The question that must be asked

How’s this for a first para from a mere columnist who wishes to take up Obama’s empty rhetoric about modern Islam and the Christianity of a thousand years ago?

I have written three books and numerous articles about the Crusades, slavery and the Inquisition, so I suppose I am, forgive me, somewhat qualified to discuss them. Not, of course, as expert as President Barack Obama, because he seems to be an authority on pretty much everything.

The columnist is Michael Coren writing in the Toronto Sun, under the heading, Obama dodges tough questions of Islam. His conclusion, in what is anyway a short article, seems to be this:

As I say, I have written entire books about the context and nuance of all this so a column can never satisfy. What Obama was perhaps trying to say was that people use religion to conduct all sorts of evil deeds and in that he is correct. But if he genuinely understood history and religion, he would know that Christ’s actual teachings were seldom the reason for ancient injustices.

The question that must be asked – and Obama and so many like him have neither the courage nor the wit to do so – is whether the same can be said of Islam.

Ahem, ahem. Obama does, of course, know the answer, which is why he does so much to evade the question.

Facing the truth

This is by Michael Coren in The Toronto Sun: Face the truth about Islam and terrorism:

Only a bigot believes that all Muslims are terrorists, but only a fool believes there is no link between Islam and terrorism.

Yet as still another innocent person is beheaded and paraded before the world, there are two odious coalitions that refuse the embrace or admit the truth.

The first is in some ways easier to deal with. This dark gang includes Islamic fundamentalists, anti-Zionist and anti-Semitic fanatics, haters of the west and in particular the United States and hard left extremists who believe all violence and instability aids their cause.

The second is more complex and nuanced. This alliance involves the cowardly, the absurdly naive, the usefully stupid, the relativist deniers and those who due to good will or a total lack of historical consciousness believe all religions are the same and if only everybody had high speed Internet and a full belly we could all dance together into the sunset.

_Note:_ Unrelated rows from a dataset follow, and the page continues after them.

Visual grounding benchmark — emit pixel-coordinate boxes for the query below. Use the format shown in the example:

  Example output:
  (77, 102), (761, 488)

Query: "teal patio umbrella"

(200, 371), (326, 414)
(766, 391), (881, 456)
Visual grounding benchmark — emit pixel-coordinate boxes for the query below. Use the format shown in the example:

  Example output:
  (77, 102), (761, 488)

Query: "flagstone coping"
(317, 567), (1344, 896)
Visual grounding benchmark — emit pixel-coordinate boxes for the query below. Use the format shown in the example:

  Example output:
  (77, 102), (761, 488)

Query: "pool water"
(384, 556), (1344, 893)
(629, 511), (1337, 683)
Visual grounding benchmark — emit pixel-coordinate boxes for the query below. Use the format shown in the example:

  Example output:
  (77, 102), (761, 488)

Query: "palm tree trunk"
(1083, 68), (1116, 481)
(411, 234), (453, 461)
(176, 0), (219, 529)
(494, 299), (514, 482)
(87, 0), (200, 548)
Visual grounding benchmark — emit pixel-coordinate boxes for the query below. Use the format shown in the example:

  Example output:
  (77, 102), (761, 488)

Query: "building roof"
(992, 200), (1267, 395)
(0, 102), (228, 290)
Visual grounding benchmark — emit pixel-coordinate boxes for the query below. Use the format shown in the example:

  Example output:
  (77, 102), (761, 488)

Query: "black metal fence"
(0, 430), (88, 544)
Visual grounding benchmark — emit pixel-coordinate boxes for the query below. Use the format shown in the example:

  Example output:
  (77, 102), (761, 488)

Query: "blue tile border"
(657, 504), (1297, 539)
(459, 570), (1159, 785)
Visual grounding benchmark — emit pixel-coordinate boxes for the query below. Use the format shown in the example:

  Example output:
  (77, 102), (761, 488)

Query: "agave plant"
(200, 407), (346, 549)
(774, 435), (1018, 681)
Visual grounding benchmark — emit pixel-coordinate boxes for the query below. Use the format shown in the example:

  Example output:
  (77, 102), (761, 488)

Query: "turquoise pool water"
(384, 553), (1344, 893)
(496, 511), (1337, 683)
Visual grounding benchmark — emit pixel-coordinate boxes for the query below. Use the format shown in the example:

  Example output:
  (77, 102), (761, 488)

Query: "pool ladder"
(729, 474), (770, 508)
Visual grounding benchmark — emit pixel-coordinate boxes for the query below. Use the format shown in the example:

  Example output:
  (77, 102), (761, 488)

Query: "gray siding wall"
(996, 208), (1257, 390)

There are in fact four stages involved in the denial of Islamic terror. The first is where we empty our heads. The second is where we bury of heads. The third is where we bow our heads. The fourth is where we lose our heads.

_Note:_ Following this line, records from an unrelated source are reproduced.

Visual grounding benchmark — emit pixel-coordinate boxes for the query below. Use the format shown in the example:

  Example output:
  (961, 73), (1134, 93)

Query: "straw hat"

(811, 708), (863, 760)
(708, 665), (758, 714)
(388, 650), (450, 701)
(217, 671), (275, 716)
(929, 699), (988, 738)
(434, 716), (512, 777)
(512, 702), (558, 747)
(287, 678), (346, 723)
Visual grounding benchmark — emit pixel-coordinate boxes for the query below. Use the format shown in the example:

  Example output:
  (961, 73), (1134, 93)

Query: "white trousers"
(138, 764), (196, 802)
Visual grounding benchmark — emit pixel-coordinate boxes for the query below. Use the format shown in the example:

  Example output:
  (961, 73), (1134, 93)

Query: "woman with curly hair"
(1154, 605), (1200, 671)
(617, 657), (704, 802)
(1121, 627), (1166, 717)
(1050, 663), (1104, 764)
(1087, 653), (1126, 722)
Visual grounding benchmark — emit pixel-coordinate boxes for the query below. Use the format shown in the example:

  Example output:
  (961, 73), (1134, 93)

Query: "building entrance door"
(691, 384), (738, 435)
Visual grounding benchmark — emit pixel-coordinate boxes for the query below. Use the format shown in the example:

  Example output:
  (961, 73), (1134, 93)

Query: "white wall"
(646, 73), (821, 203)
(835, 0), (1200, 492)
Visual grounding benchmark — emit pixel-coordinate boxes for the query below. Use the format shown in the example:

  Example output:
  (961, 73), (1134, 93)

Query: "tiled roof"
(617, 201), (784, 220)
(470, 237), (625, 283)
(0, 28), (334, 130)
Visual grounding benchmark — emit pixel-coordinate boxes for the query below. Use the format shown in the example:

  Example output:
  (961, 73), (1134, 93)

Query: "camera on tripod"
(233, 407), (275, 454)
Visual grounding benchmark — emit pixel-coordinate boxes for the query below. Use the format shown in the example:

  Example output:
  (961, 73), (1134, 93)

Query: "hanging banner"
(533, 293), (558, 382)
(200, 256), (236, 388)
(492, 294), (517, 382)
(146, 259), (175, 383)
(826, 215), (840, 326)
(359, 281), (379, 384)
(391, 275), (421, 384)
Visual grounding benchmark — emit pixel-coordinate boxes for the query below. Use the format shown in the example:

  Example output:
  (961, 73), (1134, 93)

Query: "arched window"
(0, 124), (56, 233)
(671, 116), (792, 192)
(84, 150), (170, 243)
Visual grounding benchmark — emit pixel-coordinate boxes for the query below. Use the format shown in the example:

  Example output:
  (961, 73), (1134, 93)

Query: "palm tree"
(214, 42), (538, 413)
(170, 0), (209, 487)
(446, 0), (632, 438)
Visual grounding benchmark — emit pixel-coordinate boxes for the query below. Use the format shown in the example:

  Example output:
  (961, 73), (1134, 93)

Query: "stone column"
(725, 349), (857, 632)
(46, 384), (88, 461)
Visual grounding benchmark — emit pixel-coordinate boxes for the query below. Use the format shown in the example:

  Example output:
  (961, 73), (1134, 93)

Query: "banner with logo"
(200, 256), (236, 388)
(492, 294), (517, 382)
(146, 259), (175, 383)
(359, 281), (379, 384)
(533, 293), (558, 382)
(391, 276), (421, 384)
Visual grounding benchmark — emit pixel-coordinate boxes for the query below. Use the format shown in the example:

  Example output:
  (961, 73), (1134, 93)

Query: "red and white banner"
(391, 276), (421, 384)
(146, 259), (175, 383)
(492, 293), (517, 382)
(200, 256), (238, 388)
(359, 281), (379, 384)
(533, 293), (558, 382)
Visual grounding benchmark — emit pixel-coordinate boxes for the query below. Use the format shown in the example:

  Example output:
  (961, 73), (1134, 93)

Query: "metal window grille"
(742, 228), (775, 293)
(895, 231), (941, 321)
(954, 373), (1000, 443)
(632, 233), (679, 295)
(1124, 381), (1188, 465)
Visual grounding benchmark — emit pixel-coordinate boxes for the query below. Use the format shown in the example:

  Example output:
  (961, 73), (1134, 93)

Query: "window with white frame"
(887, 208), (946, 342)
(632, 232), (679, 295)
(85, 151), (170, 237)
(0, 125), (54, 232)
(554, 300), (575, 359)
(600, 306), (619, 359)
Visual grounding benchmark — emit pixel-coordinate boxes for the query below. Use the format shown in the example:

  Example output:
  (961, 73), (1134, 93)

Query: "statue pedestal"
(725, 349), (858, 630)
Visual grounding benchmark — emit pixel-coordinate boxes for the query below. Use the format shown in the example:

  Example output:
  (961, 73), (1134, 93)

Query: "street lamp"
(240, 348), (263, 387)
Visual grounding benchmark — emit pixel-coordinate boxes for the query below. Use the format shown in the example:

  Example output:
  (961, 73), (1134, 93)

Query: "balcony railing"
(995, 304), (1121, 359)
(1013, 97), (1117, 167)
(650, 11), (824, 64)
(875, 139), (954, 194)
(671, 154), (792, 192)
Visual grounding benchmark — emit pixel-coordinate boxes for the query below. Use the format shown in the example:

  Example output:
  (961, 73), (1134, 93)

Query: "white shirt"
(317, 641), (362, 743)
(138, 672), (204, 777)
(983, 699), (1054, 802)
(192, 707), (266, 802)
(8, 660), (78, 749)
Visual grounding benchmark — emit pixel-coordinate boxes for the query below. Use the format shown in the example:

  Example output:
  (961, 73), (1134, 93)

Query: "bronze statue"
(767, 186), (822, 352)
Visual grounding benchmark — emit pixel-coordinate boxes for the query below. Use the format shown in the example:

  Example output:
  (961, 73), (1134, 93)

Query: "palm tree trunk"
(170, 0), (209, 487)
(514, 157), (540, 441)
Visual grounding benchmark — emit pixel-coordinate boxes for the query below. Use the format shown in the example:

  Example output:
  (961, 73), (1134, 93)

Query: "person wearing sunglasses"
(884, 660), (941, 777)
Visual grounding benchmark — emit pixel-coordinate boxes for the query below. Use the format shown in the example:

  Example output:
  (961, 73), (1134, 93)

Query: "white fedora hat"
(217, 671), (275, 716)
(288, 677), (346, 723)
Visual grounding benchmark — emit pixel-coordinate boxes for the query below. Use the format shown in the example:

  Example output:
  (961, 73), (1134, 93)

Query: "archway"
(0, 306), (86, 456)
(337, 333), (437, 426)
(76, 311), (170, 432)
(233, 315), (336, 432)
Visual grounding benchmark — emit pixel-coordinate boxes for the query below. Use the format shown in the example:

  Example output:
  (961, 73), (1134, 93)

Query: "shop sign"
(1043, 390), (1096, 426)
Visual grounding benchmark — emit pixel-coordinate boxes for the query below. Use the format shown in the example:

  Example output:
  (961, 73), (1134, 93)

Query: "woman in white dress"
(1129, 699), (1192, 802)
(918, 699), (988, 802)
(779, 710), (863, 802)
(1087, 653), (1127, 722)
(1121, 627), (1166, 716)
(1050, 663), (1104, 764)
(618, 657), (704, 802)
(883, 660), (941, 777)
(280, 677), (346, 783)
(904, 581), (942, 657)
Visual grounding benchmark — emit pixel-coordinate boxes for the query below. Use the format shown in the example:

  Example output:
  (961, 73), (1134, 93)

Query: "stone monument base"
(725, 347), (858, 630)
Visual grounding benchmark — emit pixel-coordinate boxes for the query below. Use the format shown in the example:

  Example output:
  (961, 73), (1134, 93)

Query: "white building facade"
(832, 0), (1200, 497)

The first three are metaphorical, the last is literal.

The first stage involves ignorance. We assume Islamic violence is all our fault because of, for example, the Crusades.

This is what I call the Kevin Costner school of history.

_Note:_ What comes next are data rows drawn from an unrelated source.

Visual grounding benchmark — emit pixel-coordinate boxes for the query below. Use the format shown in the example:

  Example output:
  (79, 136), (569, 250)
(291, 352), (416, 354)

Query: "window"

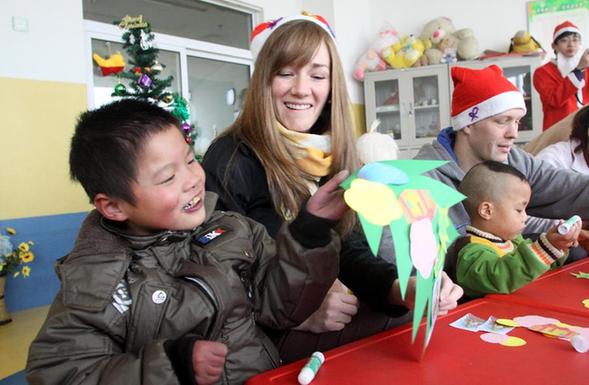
(83, 0), (261, 154)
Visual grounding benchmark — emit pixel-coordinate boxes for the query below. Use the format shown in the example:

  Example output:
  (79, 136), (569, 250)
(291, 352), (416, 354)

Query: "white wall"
(333, 0), (527, 103)
(0, 0), (87, 83)
(0, 0), (527, 103)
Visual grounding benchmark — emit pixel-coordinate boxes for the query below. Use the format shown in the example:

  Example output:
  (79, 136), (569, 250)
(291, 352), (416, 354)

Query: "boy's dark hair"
(458, 160), (529, 216)
(570, 106), (589, 164)
(70, 99), (180, 204)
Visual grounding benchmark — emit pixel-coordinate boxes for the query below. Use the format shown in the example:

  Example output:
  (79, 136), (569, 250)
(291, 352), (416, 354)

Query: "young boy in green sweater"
(449, 161), (581, 298)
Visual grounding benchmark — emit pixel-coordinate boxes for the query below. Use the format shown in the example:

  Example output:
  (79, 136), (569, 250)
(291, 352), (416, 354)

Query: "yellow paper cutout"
(399, 190), (436, 223)
(499, 337), (527, 347)
(495, 318), (520, 328)
(344, 178), (403, 226)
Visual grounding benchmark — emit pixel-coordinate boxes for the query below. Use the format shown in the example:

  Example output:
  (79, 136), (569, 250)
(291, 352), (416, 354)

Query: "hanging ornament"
(92, 51), (125, 76)
(139, 29), (151, 51)
(151, 60), (164, 74)
(162, 94), (174, 104)
(137, 74), (153, 88)
(115, 83), (127, 96)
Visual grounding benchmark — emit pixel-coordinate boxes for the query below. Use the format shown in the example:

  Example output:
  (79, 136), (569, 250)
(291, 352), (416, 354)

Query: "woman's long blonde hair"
(223, 20), (359, 234)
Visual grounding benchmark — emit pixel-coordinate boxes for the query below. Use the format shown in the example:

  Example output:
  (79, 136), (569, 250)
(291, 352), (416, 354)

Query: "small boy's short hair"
(69, 99), (180, 204)
(458, 160), (529, 217)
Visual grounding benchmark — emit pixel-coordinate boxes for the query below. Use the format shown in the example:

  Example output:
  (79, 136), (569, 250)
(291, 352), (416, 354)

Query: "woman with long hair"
(203, 15), (462, 362)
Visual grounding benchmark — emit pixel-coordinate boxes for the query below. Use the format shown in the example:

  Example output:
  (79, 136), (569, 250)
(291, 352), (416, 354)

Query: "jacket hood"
(55, 192), (217, 311)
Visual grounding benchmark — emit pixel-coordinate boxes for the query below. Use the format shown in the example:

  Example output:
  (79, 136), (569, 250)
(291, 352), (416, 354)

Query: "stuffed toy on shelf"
(509, 30), (546, 54)
(353, 23), (399, 81)
(420, 17), (479, 64)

In the movie Robin Hood: Prince of Thieves, dashing Kev tells us that his dad thought it wrong to try to convert people to another religion. Quite so, but Robin’s dad obviously knew little of the Crusades because they never tried to convert Muslims and were a direct response to 300 years of Islamic violence in the Holy Land. They were a product of Islamic brutality, not its cause.

From the Crusades we blame imperialism, even though the major empire o f the Islamic world was Turkish and Muslim; we blame Israel; we blame George Bush; we blame everyone and everything other than the genuine article.

The second stage is an attempt to ignore what is going on, to pretend if we are sufficiently indifferent it will all disappear and we can return to our Netflix and HBO and be terribly smug and clever in our own cocoons of moribund complacency.

Next is submission, where we become subservient to an Islamic ascendancy that takes the shape of anti-racism, anti-Islamophobia, liberalism and a bewildering belief that Christianity is oppressive and reactionary and perhaps Islam really does have quite a lot to offer if we give it enough time and thought.

Finally comes, well, the decapitation of the few followed by the political and moral decapitation of the many.

If you doubt me, ask Arab Christians how quickly the Islamic cringing minority becomes the angry, demanding group insisting that their rights and sensitivities triumph over all other feelings and aspirations.

This is not about individual Muslims but about an Islamism that runs directly contrary to progress, human rights, sexual and gender equality, pluralism, independent opinion and individual, scientific and ethical advancement.

The blades are hovering quite close now, closer than you might imagine.